ROBERT C. KOEHLER
For release 2/16/06
THE NADER EFFECT
By Robert C. Koehler
Tribune Media Services
Two ghosts stalk the national Democratic Party in its pitiful, 21st century incarnation. One is George McGovern, who taught them that only Republican values matter in a national election. The other is Ralph Nader, who taught them who the real enemy is.
The present hamstrung state of the party is the result of its abject fear of these ghosts, which has given it a permanent moral stammer. A party that doesn't believe in itself is doomed to lose over and over, even if it represents the majority of the people and even - as Al Gore demonstrated in 2000 - when it gets the most votes.
While the ghost of McGovern, who was mauled by Richard Nixon in 1972, is the most deeply ingrained and enfeebling, seeming to guarantee uncritical Democratic support ("we love America, honest") for every cynical Republican military or civil-liberties outrage concocted in the name of national security, the ghost of Nader is the most life-threatening. Its effect is emetic, causing an immediate discharge of rationality among the party faithful at every hint of a challenge from the party's values base. The Nader Effect causes Democrats to upchuck the very medicine that will save it.
I managed to trigger a minor emetic episode last week, in a column about a pro-peace, pro-labor progressive named Bill Scheurer, whose credible campaign for Congress in Illinois' 8th District should be, I thought, a ray of hope for every opponent of the Bush assault on our democracy. Without Scheurer's presence, voters in the district will have a choice between two Republicans, one of whom, incumbent Melissa Bean, is disguised as a Democrat.
Over on HuffingtonPost (www.huffingtonpost.com), where the column landed, someone (code name "dapper") set off a debate by lambasting me for failing to demonstrate the absence of a "Nader factor" in the race. That is, did Scheurer, who hoped to get on the ballot as an independent, really have a chance to win, or was he merely a manifestation of the Democrats' worst nightmare, the spoiler?
Absent proof this wasn't the case, "you should . . . keep your trap shut," he wrote, and vowed to research the matter himself. If he found evidence of a Nader factor, "I am going to come down on you like a ton of bricks" - whatever that might mean.
In other online discussions of this race, both before and after I wrote my column, I found further examples of paranoid "pre-defeat" among the Dems.
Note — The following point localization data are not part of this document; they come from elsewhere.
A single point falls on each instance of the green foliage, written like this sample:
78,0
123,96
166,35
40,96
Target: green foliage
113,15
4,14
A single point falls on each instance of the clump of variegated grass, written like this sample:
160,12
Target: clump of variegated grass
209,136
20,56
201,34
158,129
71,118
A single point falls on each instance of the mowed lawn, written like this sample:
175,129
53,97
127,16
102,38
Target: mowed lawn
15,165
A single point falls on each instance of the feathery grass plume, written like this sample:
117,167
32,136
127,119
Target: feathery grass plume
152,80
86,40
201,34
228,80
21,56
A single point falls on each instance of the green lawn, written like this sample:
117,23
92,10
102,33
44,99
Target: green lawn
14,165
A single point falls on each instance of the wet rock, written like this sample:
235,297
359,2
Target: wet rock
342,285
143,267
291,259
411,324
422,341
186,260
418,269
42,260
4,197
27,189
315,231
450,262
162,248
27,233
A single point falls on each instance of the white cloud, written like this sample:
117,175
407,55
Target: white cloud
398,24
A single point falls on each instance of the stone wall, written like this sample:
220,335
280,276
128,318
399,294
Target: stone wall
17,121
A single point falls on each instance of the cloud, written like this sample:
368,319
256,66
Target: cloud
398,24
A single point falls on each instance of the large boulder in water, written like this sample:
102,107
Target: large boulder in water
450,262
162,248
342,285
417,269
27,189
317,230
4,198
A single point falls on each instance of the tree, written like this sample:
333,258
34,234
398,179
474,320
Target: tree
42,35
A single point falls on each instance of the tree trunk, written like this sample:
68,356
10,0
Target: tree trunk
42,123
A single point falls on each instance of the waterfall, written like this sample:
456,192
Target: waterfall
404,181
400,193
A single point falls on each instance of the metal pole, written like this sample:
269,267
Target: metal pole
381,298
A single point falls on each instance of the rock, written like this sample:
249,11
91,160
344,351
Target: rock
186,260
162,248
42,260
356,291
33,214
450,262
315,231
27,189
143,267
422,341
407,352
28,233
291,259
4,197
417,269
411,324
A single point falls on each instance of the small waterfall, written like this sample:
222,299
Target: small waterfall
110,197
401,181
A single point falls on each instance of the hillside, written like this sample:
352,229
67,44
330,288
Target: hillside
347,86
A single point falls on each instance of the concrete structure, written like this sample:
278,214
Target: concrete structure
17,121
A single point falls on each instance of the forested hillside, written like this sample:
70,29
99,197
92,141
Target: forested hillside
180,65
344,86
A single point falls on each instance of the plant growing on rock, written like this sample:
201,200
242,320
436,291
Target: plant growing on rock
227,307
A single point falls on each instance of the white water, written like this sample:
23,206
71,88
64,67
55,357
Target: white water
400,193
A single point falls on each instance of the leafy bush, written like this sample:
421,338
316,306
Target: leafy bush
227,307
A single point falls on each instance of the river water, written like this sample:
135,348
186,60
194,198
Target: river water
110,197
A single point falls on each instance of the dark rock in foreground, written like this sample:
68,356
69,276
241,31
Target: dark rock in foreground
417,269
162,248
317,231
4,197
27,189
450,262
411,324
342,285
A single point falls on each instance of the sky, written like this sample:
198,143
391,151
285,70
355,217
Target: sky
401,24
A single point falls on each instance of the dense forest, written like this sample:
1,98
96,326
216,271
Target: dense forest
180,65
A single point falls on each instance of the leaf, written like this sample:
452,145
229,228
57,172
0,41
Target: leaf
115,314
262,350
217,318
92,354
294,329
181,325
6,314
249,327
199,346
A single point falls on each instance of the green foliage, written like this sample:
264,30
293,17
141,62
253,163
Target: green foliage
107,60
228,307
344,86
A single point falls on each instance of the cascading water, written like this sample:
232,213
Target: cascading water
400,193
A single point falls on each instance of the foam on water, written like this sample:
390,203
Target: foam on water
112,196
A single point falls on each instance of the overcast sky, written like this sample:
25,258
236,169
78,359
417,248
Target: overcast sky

One writer on the Daily Kos site, for instance, worried that any progressive candidate who might supplant Bean in the primary (let alone challenge her in the general election) would get "poleaxed" - lovely word - by the Republican.
As someone who voted for Ralph Nader in 2000, and has been defending my right to have done so ever since, I think it's time to have it out about this preposterous state of affairs. It has turned mainstream Democrats into ballot bullies, convinced that their party's future can only be secured by denying voters legitimate choice at the polling place. Indeed, this is the only fight they seem to wage with any animation.
In 2004, John Kerry cravenly conceded to Bush while the enormous irregularities in the Ohio vote were being contested by the Greens and Libertarians, and said not a word about the disenfranchisement of untold numbers of would-be (mostly Democratic) voters nationwide that probably cost him the election. Yet he managed to wage a vicious, resource-wasting campaign of harassment to keep Nader, and his message, off the ballot in as many states as possible. It's the only fight Kerry won.
The myth that Nader cost Gore the 2000 election remains a virulent component of what passes for conventional wisdom among mainstream Dems. This is an outrageous simplification of what really happened. First of all, there's no moral ground for claiming that Nader took any votes away from the stumbling, pandering Gore, who, like Kerry four years later, campaigned as though the only votes he had to "earn" were Republican votes.